Las cargas que hemos enumerado ‒haciendo omisión de muchas otras en aras de la brevedad‒ son suficientes para dar una idea de la trágica situación del pueblo indio y de la superlativa rapacidad de sus dominadores.

Los excesos se hacen tan insoportables, que el indígena, pese a que se halla aislado y solo, llevado de la desesperación y con la única arma de su coraje, no tiene otra salida que rebelarse al igual que en la Colonia. Cuando Flores dicta la Ley de contribución personal ‒que impone el pago de tres pesos y cuatro reales‒ los indios de algunas provincias, incluyendo la del Chim­borazo, protestan y se levantan contra medida tan injusta, que grava en forma igual tanto al que tiene como al que carece de todo. En 1856 se amotinan los indios de Biblián para “no pagar diezmos, primicias, ni la contribución personal”.[5] Y, finalmente, en 1871, tiene lugar el gigantesco levantamiento de Fernando Daquilema, cuya causa directa es la exacción de los diezmos y el inicuo trabajo subsidiario. Como ya vimos, el héroe es condenado a la pena máxima por el déspota García Moreno, empeñado en sentar un precedente sangriento para que los indios, como quieren los latifundistas de su gobierno, prosigan siendo la víctima propiciatoria de todos los desmanes. El gran pensador peruano Manuel González Prada es preciso cuando expresa que los “realistas españoles mataban al indio cuando pretendían sacudir el yugo de los conquistadores, nosotros los republicanos nacionales le exter­minamos cuando protesta de las contribuciones onerosas, o se cansa de soportar en silencio las iniquidades de algún sátrapa”.[6]

Así es en efecto. Estas palabras de González Prada, dichas para el indio peruano, valen también para el indio ecuatoriano. Allá y aquí, explotación igual, y métodos iguales para mantener la explotación. No hay excepción, en ningún rincón americano, donde el indio pueda guarecerse del dolor ni burlar la coyunda impuesta por sus inhumanos opresores. No, no hay excepción.

 



[1] Tomado de los siguientes escritos de Oswaldo Albornoz Peralta: Las luchas indígenas en el Ecuador, Editorial Claridad, Guayaquil, 1971, pp. 40-42; Los caminos de García Moreno (Páginas de la historia ecuatoriana, t. I, Editorial de la Casa de la Cultura Ecuatoriana Benjamín Carrión, Quito 2007, pp. 349-358) y El trabajo subsidiario (El caudillo indígena Alejo Saes, IDIS, Universidad de Cuenca, 1988, pp. 27-29).

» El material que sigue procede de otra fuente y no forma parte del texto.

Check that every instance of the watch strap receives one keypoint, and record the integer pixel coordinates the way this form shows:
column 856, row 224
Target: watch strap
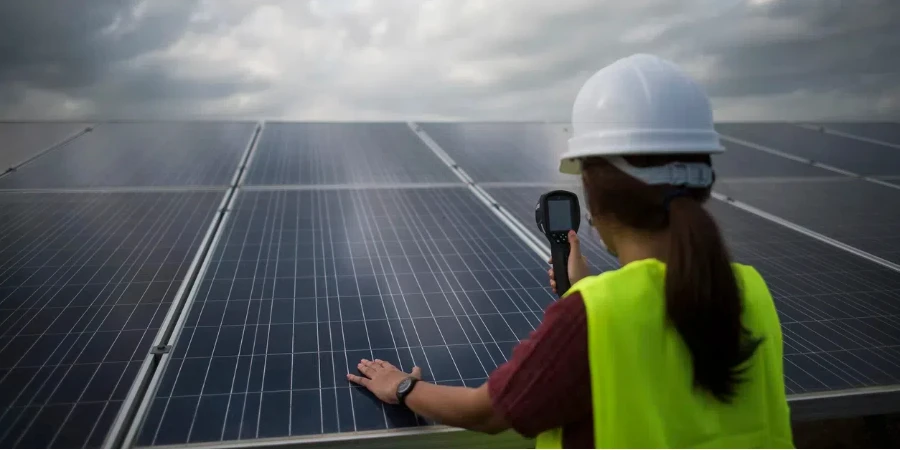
column 401, row 394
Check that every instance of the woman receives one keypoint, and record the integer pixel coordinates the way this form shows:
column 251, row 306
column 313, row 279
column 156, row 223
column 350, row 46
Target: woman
column 677, row 348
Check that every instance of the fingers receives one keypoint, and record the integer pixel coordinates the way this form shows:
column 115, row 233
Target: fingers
column 362, row 381
column 384, row 364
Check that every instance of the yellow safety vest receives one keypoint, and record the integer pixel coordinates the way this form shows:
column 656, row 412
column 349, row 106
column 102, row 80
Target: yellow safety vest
column 641, row 374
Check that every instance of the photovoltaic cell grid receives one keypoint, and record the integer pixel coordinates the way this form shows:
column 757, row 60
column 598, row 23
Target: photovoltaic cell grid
column 740, row 161
column 521, row 202
column 85, row 281
column 844, row 153
column 20, row 141
column 840, row 314
column 885, row 131
column 306, row 283
column 862, row 214
column 328, row 153
column 510, row 152
column 140, row 154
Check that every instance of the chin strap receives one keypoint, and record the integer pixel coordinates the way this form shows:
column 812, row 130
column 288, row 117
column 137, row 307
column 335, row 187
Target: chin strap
column 692, row 175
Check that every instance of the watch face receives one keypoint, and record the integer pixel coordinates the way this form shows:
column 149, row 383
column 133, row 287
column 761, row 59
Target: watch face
column 404, row 385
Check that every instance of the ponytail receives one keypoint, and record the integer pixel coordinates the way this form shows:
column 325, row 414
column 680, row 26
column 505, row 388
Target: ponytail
column 703, row 299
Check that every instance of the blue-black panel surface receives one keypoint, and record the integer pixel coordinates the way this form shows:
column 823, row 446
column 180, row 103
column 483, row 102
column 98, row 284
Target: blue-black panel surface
column 520, row 201
column 740, row 161
column 839, row 313
column 342, row 153
column 883, row 131
column 140, row 154
column 504, row 151
column 844, row 153
column 306, row 283
column 862, row 214
column 85, row 281
column 20, row 141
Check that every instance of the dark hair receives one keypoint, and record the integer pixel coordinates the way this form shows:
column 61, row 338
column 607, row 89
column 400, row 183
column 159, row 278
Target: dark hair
column 703, row 299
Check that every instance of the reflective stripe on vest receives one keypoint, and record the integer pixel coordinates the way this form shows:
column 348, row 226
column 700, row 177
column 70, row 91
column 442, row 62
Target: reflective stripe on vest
column 641, row 375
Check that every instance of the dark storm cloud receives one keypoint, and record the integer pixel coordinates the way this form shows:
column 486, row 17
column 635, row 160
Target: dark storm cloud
column 524, row 59
column 61, row 45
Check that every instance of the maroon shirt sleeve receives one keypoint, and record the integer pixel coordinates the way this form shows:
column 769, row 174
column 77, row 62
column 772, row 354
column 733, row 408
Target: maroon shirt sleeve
column 546, row 383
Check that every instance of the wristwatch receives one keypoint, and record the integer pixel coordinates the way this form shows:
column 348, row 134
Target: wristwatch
column 404, row 388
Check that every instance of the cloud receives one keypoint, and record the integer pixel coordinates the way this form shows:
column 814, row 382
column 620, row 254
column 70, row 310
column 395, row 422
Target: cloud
column 436, row 59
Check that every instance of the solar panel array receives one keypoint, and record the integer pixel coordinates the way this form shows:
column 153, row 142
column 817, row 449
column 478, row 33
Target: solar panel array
column 325, row 154
column 21, row 141
column 352, row 241
column 85, row 281
column 140, row 154
column 848, row 154
column 307, row 283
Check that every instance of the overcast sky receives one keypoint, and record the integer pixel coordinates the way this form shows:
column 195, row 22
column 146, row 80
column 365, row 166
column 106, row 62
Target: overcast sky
column 436, row 59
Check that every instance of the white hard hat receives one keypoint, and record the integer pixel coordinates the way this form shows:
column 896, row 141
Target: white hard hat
column 643, row 104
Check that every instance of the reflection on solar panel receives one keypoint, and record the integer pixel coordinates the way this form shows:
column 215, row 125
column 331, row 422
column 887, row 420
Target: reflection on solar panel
column 844, row 153
column 85, row 281
column 20, row 141
column 740, row 161
column 140, row 154
column 504, row 151
column 864, row 215
column 306, row 283
column 888, row 132
column 839, row 312
column 373, row 256
column 321, row 153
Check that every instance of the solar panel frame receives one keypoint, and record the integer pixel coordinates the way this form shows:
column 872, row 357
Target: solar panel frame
column 862, row 214
column 21, row 141
column 95, row 415
column 865, row 158
column 503, row 152
column 334, row 154
column 883, row 131
column 135, row 155
column 538, row 288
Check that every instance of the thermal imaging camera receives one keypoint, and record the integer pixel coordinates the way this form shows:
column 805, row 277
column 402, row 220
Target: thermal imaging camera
column 556, row 213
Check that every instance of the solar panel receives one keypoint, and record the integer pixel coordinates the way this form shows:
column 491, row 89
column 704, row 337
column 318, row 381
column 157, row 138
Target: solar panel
column 306, row 282
column 848, row 154
column 520, row 201
column 862, row 214
column 509, row 152
column 884, row 131
column 85, row 280
column 341, row 153
column 740, row 161
column 839, row 312
column 20, row 141
column 140, row 154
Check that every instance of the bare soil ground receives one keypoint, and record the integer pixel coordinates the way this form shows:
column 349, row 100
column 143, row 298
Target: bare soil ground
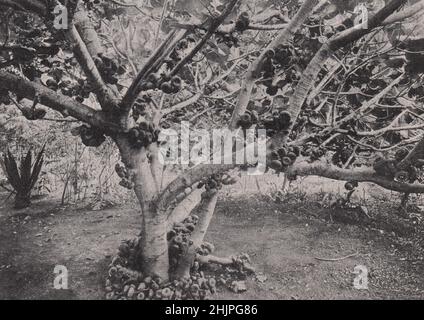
column 283, row 240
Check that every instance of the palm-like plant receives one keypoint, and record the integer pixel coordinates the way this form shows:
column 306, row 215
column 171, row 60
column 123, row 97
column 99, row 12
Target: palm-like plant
column 23, row 179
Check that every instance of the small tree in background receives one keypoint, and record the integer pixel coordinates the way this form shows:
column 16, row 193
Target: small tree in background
column 24, row 178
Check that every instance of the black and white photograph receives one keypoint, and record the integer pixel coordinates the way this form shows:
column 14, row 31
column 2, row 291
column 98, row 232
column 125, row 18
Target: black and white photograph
column 234, row 151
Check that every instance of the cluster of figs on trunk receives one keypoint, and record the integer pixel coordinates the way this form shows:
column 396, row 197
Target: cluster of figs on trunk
column 215, row 182
column 143, row 135
column 179, row 240
column 313, row 152
column 242, row 22
column 109, row 68
column 389, row 168
column 278, row 121
column 276, row 59
column 126, row 178
column 284, row 157
column 248, row 119
column 124, row 283
column 33, row 113
column 163, row 82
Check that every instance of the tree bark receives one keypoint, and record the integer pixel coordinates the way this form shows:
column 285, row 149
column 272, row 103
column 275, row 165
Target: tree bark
column 205, row 213
column 153, row 248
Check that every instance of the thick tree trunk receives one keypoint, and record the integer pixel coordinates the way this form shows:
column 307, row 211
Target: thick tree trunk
column 153, row 247
column 205, row 213
column 22, row 200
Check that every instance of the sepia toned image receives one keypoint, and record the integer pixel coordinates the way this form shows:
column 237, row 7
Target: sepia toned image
column 221, row 150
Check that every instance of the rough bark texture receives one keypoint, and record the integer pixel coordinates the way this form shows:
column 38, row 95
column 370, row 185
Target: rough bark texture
column 205, row 213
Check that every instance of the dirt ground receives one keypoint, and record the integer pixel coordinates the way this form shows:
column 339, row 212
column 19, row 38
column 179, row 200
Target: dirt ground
column 283, row 240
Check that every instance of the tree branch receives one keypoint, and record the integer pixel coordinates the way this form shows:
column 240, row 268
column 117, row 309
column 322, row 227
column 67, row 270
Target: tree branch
column 338, row 41
column 359, row 174
column 55, row 101
column 255, row 67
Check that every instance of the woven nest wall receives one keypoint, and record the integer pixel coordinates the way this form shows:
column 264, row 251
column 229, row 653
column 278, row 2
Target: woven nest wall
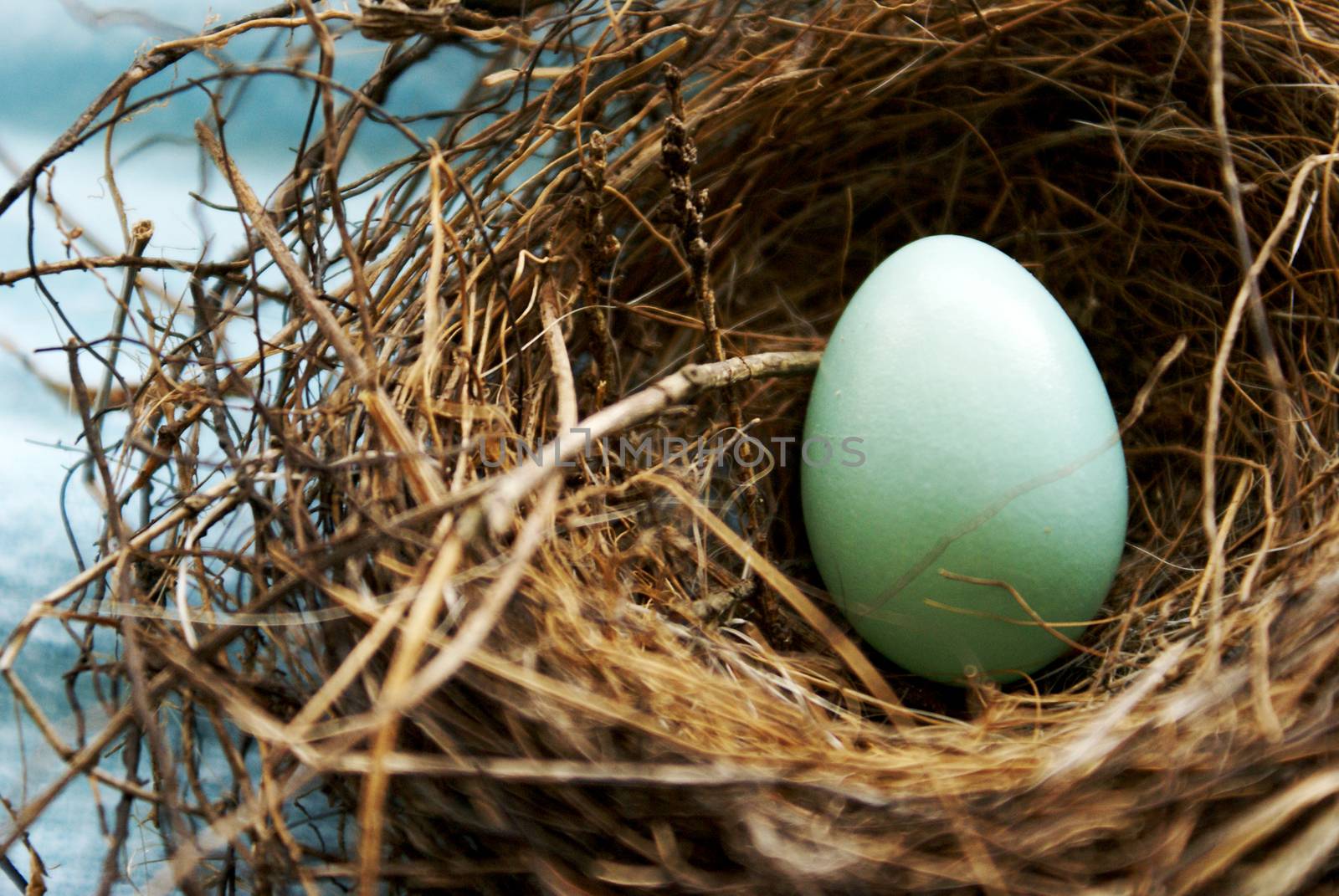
column 624, row 675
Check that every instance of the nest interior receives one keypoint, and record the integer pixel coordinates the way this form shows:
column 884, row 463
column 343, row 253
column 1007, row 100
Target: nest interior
column 626, row 675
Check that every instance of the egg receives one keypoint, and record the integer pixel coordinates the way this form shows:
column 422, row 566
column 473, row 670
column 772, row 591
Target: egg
column 962, row 479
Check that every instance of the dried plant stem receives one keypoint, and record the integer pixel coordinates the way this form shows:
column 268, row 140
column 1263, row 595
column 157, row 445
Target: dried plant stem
column 675, row 389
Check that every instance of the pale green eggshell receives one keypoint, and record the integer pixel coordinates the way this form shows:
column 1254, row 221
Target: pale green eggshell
column 990, row 450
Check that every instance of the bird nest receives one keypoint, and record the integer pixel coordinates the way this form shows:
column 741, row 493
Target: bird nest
column 367, row 556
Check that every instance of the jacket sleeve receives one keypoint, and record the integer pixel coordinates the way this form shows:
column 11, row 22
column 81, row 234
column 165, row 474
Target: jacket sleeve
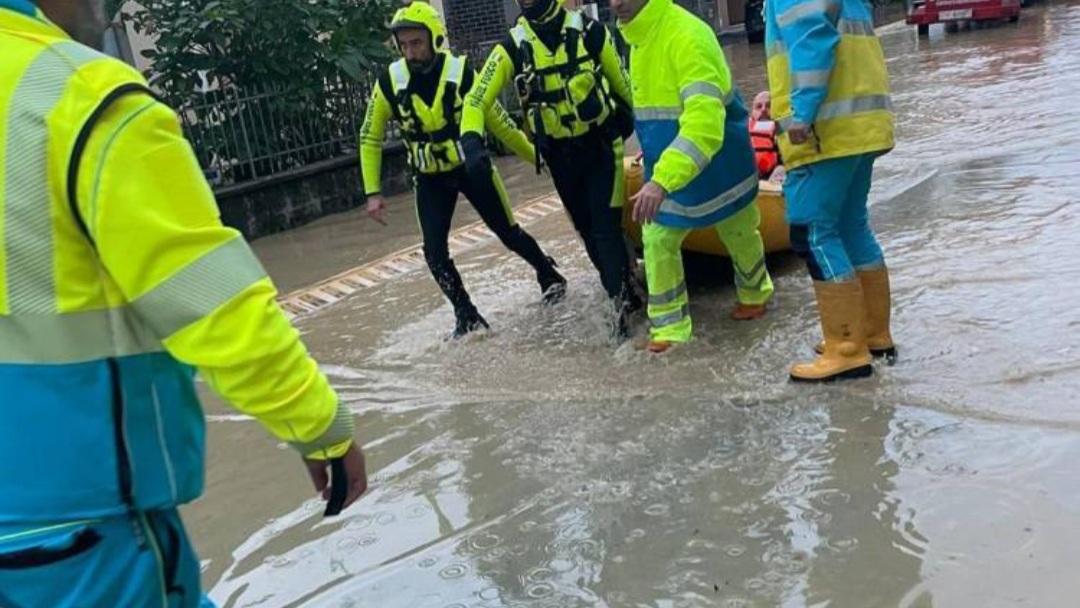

[2] Alfredo Costales Samaniego y Piedad Peñaherrera de Costales, Historia social del Ecuador, t. III, Talleres Gráficos Nacionales, Quito, 1964, p. 148.

[3] Abelardo Moncayo, El payazuelo de Verres, Imprenta de Manuel V. Flor, Quito, 1881, p. 20.

[4] Memorias inéditas del Coronel Don Teodoro Gómez de la Torre, Las publica C. de Gangotena y Jijón, Quito, 1920, p. 20.

[5] Historia Social del Ecuador, op. cit.

[6] Manuel González Prada, Horas de lucha.